Dans les années de 1945 à 1959, sous la pression (assez timide) des Nations-Unies, chargées de veiller à ce que les puissances mandataires conduisent les territoires sous mandat vers l’indépendance, les autorités coloniales instaurèrent, à la place de ces droits fondamentaux, à regret et au compte-gouttes, des simulacres misérables, notamment une Assemblée représentative du Cameroun élue au suffrage inégal, une voix de colon pesant bien plus lourd que celle d’un Africain, et où de toute façon les élections étaient truquées du début à la fin. Tout ceci parfaitement documenté et confirmé par des entretiens avec les anciens administrateurs coloniaux eux-mêmes dans le livre de Deltombe, Domergue et Tatsitsa.

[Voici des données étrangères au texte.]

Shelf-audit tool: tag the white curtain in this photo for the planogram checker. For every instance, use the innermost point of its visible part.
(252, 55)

L’histoire que raconte ce livre est infiniment triste, parce que si les Algériens ont fini par remporter la victoire et l’indépendance, en payant pour cela un prix certes très élevé dont ils n’ont pas fini de supporter les conséquences, les aspirations des Camerounais ont finalement été étouffées, et après des violences qui ont duré plus de vingt ans et fait des dizaines de milliers de morts, sûrement plus de cent mille en tout cas pour un pays qui comptait à l’époque à peine plus de quatre millions d’habitants, le Cameroun est toujours dirigé par un groupe de politiciens serviles et corrompus qui n’échappe parfois à ses maîtres français que pour se vendre à d’autres qui ne valent pas mieux.
Ce livre montre également sous un jour peu flatteur certains acteurs de la scène française dont la réputation semble à cette aune bien imméritée : il est de moins en moins ignoré que François Mitterrand a ratifié des exécutions extra-judiciaires en Algérie lorsqu’il était ministre de la Justice (du 1er février 1956 au 13 juin 1957), mais son rôle de Ministre de la France d’outre-mer (du 12 juillet 1950 au 11 août 1951) lui a donné l’occasion de s’illustrer au sud du Sahara en y réprimant les mouvements nationalistes. On ne s’étonnera pas que le Figaro ait appelé à l’écrasement des nationalistes et au maintien à tout prix de la colonisation, mais le Monde de M. Beuve-Méry était presque pire. Bref, l’honneur de notre pays dans cette affaire a été assumé par quelques syndicalistes français qui ont aidé aux premiers pas du mouvement national camerounais, et quelques députés communistes isolés et quelques intellectuels qui ont permis que le silence sur les massacres coloniaux au Cameroun ne soit pas total.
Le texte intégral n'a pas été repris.